Republicans and school groups are staking out widely different positions over how much state aid should be forwarded to Iowa’s public school districts.
Governor Terry Branstad and many of his fellow Republicans favor a one-and-a-quarter percent increase for the next academic year, while all the state’s major school groups are seeking a six percent hike. Representative Cecil Dolecheck, a Republican from Mount Ayr, scoffs at that.
“You’re asking for six percent and let’s be realistic,” Dolecheck says. “You don’t expect that.”
A bill that would provide the 1.25 percent increase in general state aid to schools cleared the House Education Committee with just the votes of Republicans. Dolecheck says that level of spending is more than what many House Republicans really wanted. Margaret Buckton lobbies for the Urban Education Network as well as the Rural School Association of Iowa. She says state funding for schools has lagged behind actual costs for several years.

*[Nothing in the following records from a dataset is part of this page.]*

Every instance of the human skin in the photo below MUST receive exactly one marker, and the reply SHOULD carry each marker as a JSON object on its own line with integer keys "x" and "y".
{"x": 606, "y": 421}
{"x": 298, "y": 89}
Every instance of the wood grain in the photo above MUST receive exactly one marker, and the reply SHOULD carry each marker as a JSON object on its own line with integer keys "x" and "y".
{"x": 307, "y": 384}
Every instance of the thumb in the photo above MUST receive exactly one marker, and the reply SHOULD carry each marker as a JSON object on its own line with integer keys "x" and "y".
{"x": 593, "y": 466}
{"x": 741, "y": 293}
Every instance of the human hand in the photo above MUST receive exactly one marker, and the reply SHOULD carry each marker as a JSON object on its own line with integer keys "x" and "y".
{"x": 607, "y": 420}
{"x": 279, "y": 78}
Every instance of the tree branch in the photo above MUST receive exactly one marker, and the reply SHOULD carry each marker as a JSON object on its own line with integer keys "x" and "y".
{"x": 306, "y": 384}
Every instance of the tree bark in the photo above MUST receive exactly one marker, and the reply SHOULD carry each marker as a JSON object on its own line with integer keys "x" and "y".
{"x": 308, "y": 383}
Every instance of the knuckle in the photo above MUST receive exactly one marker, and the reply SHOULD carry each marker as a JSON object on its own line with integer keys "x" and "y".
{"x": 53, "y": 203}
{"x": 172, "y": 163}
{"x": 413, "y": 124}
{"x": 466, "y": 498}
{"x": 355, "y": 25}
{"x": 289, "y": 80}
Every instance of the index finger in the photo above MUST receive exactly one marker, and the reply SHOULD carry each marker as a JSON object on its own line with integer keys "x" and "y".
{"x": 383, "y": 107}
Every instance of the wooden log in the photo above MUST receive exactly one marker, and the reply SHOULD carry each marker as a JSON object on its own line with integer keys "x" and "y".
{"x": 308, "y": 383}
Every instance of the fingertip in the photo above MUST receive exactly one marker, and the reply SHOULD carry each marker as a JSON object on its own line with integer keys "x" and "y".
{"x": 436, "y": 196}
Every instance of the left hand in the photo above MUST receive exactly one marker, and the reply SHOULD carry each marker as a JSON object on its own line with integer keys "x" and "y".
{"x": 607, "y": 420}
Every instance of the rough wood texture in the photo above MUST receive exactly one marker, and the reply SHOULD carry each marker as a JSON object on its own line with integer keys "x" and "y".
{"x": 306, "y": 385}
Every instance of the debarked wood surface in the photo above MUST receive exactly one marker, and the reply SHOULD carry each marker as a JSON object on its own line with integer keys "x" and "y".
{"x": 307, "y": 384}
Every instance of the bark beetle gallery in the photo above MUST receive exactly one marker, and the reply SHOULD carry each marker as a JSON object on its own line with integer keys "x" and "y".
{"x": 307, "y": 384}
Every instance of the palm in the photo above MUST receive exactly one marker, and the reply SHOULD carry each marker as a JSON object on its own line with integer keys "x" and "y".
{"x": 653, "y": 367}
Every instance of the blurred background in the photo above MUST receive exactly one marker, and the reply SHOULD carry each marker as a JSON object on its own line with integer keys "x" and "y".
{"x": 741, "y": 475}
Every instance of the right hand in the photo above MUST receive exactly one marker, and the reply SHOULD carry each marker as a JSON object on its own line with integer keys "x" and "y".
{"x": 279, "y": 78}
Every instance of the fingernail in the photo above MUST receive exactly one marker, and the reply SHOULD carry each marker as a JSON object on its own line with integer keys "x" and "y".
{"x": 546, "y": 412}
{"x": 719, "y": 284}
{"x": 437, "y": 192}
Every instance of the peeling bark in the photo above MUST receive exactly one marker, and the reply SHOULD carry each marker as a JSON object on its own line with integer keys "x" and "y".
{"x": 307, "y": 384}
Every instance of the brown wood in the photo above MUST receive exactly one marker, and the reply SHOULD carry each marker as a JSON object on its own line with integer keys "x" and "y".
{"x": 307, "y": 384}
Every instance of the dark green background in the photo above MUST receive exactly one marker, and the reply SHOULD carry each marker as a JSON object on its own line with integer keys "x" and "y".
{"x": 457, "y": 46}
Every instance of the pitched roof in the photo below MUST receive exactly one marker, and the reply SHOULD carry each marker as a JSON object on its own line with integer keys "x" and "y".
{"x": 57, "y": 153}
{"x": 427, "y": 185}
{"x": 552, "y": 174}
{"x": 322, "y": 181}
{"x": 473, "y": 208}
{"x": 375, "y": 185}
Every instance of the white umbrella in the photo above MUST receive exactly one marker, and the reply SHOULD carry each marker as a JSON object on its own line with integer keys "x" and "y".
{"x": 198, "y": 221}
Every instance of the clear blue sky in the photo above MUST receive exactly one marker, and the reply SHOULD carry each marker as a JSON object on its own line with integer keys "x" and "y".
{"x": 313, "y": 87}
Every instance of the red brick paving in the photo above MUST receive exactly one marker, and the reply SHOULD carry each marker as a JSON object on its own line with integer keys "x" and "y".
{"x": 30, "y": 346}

“There was a study put out by the Center on Budget and Policy Priorities last May that said between Fiscal 2008 and Fiscal 2014, Iowa has lost $641 per student in our capacity to spend,” Buckton says.
Brad Hudson of the Iowa State Education Association says the 1.25 percent hike that Republicans propose won’t even cover teacher salaries, which are expected to go up an average of three percent.
“I’ve never seen this coming out of a period of recession, where we are underfunding our schools like we are now,” Hudson says.
But Republicans like Representative Ron Jorgenson of Sioux City say the increase in general state aid to schools that Republicans propose is in line with state budget reality.
“We’re not cutting education,” Jorgenson says, ” and I understand the need.”
Jorgensen, who is chairman of the House Education Committee, is a former school board member. Senate Democrats have been critical of the level of state aid for schools Republicans propose, but they have yet to offer their own target level for school spending.